[WIP] Sketch for a wrapper for `Distribution` that enables batching and GPU sampling #22

sunxd3 · 2023-07-30T18:20:41Z

I started this PR trying to address the lack of GPU support for distributions, as initially mentioned in issue #12. There are two strategies discussed to resolve this issue:

Create a specific GPU version for each Distribution.
Develop a wrapper for Distributions that can work on GPU.

The latter approach, being less code-intensive, forms the basis of this PR.

The concept of shapes for distributions used in the Tensorflow Probability, PyMC, and Pyro packages is employed here. These include Event Shape, Sample Shape and Batch Shape. Event Shape is essentially length(d::Distribution). Sample Shape is explicit when call rand function. 'Batch Shape' is particularly significant for this implementation.

BatchDistributionWrapper is used for dispatch to specific implementatino of functions, these function may target GPU for high performance. By using the type of parameter arrays as surrogates for the device type (Array for CPU and CuArray for GPU), we can facilitate dispatching based on the Distribution type and the relevant device type.
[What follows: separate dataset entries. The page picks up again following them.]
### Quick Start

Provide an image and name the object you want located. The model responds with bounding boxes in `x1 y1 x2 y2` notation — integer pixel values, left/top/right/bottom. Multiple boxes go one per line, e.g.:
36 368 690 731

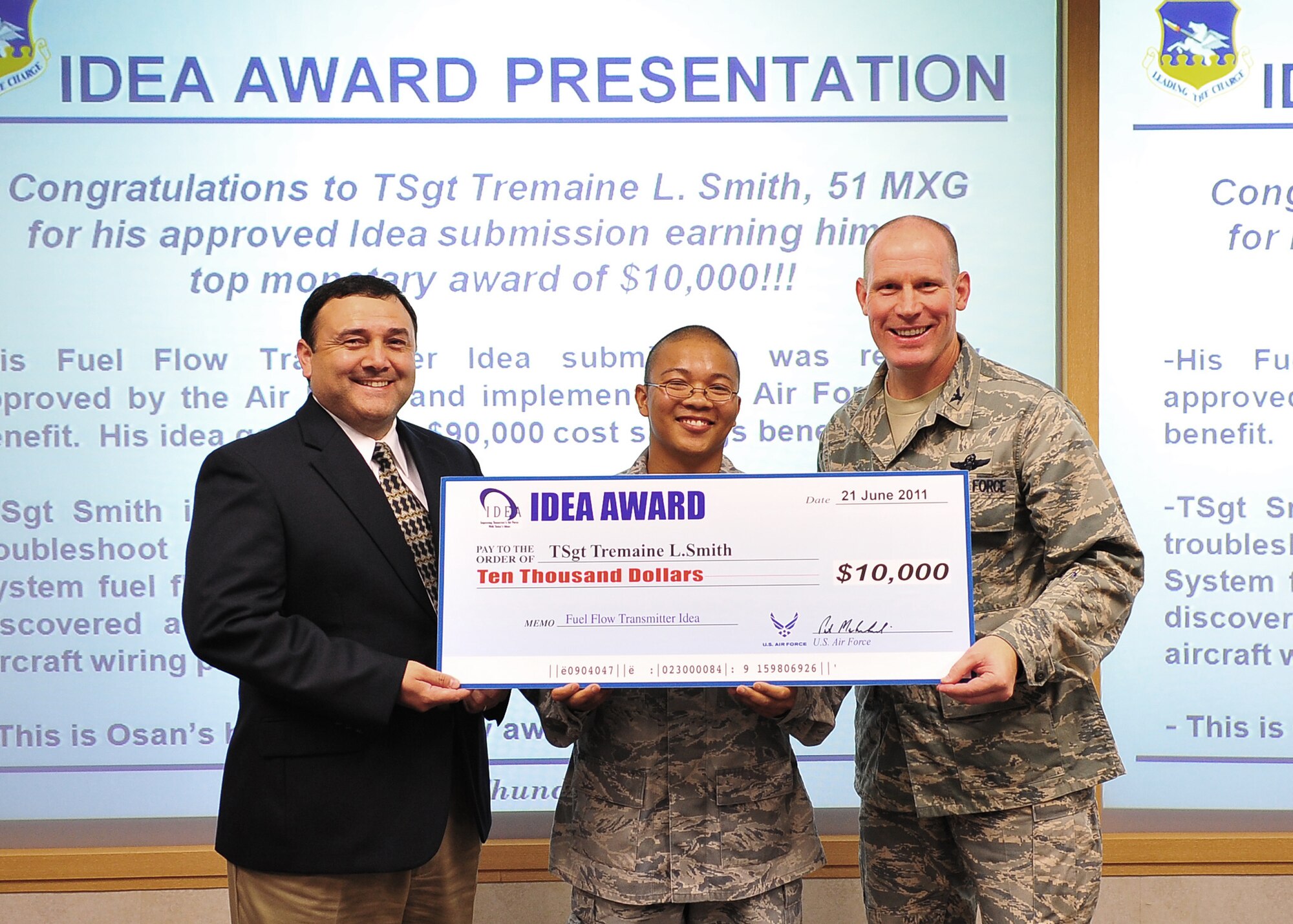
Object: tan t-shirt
884 384 943 449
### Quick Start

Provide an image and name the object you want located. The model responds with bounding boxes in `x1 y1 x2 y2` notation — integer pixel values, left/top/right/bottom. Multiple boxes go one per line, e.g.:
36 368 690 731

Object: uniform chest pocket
970 466 1019 533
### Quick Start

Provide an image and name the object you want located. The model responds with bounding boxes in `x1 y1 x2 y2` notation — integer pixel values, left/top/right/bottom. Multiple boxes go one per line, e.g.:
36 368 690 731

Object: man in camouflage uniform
817 216 1143 924
537 327 847 924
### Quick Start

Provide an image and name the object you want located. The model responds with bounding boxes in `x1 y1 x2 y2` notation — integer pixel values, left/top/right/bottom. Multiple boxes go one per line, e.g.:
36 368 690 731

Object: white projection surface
0 0 1055 833
1100 0 1293 831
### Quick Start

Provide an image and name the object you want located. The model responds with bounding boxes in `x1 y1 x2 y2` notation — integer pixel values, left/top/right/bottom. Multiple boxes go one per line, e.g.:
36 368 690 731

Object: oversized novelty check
438 473 974 687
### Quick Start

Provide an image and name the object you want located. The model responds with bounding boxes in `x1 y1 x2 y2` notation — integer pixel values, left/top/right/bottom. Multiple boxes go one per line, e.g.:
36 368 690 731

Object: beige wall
0 876 1293 924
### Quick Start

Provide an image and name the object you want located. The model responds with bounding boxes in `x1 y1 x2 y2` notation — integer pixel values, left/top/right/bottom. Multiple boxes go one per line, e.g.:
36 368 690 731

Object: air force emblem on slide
1143 0 1253 106
0 0 49 93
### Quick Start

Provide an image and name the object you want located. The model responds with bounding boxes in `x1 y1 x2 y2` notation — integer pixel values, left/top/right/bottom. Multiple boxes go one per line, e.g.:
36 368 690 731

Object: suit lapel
396 420 455 541
296 398 438 614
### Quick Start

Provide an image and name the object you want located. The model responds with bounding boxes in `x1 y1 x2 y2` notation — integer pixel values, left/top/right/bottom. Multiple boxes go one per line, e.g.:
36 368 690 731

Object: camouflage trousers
569 879 803 924
859 790 1102 924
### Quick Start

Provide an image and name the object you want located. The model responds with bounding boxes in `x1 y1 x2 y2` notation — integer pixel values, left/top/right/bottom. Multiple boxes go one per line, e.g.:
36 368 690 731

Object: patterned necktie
372 442 437 607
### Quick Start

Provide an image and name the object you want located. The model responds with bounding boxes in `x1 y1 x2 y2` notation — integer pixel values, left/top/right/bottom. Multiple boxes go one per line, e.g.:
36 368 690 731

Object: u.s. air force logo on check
1142 0 1253 106
0 0 49 93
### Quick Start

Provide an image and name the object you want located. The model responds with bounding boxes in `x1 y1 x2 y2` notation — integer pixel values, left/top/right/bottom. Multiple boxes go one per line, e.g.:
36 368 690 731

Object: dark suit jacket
184 398 493 874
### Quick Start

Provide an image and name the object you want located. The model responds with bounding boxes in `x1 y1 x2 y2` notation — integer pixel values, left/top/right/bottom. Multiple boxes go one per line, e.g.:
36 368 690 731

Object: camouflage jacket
817 339 1144 815
528 451 847 905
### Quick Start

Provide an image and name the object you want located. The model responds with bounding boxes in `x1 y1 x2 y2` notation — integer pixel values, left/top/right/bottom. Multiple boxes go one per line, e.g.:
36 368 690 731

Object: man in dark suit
184 275 506 924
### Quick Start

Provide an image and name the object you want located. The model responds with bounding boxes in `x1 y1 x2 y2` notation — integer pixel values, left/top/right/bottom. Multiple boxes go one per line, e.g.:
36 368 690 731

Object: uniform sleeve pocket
714 760 795 805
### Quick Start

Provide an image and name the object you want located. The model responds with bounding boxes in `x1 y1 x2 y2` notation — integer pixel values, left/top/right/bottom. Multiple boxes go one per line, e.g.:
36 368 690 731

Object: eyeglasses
646 379 736 403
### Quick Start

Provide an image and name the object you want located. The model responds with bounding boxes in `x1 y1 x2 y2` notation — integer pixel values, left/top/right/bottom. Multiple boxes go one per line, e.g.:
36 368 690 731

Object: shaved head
862 215 961 279
643 323 741 385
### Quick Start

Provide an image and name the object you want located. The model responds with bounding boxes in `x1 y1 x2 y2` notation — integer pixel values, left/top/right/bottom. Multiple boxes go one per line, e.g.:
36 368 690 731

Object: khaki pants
229 774 481 924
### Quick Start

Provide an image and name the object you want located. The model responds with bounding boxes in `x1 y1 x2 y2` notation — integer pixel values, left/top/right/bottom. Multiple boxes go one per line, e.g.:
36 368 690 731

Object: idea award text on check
437 473 974 687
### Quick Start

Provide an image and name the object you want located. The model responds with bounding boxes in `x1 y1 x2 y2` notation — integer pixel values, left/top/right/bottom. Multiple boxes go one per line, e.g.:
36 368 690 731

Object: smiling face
636 336 741 475
296 295 415 440
857 219 970 398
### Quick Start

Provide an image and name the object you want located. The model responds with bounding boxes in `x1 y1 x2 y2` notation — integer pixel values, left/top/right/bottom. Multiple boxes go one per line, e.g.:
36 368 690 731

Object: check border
436 469 975 689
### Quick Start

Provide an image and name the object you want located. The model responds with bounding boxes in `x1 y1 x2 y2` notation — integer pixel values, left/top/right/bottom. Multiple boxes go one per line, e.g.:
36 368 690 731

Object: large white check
437 473 974 687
Here's the way BatchDistributionWrapper is defined:

struct BatchDistributionWrapper{D<:Distribution, T<:AbstractArray}
    distribution::Type{D}
    parameters::NTuple{M, T} where M
    batch_shape::NTuple{N, Int} where N
end
@functor BatchDistributionWrapper (parameters, )

function BatchDistributionWrapper(dist::Symbol, params, batch_shape=())
    if any((iszero∘ndims), params) # if any of the parameters is a scalar, return the Distribution
        return getfield(Distributions, dist)(params...)
    end

    @assert isdefined(Distributions, dist) "Distribution $dist is not defined"
    
    @assert all(map(x->eltype(x) != Any, params)) "all parameters should have concrete element type"
    @assert all(map(x->eltype(x) == eltype(params[1]), params)) "all parameters should have the same element type"
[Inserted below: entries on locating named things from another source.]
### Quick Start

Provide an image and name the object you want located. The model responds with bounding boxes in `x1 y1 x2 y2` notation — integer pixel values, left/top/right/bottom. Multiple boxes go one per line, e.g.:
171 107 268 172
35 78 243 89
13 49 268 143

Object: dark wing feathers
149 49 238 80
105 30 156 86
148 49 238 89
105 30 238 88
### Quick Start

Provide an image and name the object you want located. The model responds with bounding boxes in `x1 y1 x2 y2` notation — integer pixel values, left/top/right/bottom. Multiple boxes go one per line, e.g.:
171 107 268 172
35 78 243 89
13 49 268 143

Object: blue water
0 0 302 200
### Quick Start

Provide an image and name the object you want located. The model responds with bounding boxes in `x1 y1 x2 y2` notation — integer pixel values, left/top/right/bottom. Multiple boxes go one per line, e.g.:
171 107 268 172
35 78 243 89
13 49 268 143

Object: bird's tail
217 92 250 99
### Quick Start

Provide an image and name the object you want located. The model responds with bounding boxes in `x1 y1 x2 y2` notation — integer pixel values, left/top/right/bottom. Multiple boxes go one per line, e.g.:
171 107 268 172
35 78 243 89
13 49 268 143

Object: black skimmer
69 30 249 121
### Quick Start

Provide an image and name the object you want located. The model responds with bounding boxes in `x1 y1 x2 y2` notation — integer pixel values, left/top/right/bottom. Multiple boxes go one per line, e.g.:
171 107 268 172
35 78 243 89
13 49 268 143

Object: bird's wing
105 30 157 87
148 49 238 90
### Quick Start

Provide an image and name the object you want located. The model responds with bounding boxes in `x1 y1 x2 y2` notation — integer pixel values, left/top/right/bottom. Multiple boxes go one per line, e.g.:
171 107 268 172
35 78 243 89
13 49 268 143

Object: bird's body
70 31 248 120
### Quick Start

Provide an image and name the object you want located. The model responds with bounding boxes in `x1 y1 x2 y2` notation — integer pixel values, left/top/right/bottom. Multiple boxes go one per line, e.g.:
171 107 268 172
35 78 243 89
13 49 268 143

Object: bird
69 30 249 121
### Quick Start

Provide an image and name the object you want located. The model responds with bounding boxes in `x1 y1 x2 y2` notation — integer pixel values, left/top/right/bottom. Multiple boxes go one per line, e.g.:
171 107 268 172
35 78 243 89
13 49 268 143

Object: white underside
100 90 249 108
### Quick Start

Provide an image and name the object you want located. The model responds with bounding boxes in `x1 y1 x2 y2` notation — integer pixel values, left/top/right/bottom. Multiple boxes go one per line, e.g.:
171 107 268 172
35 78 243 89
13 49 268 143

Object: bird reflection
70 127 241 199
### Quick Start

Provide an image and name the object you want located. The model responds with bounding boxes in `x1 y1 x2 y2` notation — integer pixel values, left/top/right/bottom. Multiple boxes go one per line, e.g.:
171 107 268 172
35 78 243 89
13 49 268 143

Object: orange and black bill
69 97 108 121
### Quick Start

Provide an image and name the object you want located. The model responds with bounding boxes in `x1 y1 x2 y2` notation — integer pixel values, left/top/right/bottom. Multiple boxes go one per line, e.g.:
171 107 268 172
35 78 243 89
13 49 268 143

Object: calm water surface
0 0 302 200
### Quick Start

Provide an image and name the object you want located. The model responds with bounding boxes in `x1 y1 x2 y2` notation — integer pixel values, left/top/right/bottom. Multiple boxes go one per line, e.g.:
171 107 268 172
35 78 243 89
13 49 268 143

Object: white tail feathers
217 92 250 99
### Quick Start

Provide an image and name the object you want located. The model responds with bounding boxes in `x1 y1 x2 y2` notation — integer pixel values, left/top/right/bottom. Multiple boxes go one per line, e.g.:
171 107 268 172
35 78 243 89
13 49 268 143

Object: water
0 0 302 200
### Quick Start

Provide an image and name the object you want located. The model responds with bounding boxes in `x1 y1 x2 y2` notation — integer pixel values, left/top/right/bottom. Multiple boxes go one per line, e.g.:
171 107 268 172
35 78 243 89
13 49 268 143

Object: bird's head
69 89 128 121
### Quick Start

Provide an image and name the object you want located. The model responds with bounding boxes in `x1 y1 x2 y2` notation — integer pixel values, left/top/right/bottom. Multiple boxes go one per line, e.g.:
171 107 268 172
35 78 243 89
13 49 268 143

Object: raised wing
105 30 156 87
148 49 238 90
    D = getfield(Distributions, dist)
    return BatchDistributionWrapper{D, eltype(params)}(D, params, batch_shape)
end

rand function can be implemented as

function Random.rand(rng::AbstractRNG, d::BatchDistributionWrapper{D, T}) where {D<:Normal, T<:CuArray}
    μ, σ = d.parameters
    x = similar(μ)
    CUDA.rand!(x)
    x .*= σ
    x .+= μ
    return x
end

Test example for BatchDistributionWrapper:

d = BatchDistributionWrapper(:Normal, (rand(2, 2, 1), rand(2, 2, 1)), (2, 2))
rand(gpu(d))

returns

2×2×1 CuArray{Float32, 3, CUDA.Mem.DeviceBuffer}:
[:, :, 1] =
 0.377751  0.249488
 0.769026  0.433008

Some further considerations

The constructor as currently implemented is somewhat simplistic, and there are several areas where it could potentially be improved:
- Implicit Broadcasting: Consider a distribution my_dist that requires two parameters for construction. If the first parameter is a scalar and the second is a vector, calls such as my_dist(rand(2), rand(2, 2)) and my_dist(rand(2, 1), rand(2, 2)) should both be valid and produce identical results. As of now, our implementation only supports cases where all parameters have the same number of dimensions.
- Batch Shape Specification: It may be possible to eliminate the necessity of specifying the batch shape. This, however, would require prior knowledge of the size of the inputs to the distribution constructor.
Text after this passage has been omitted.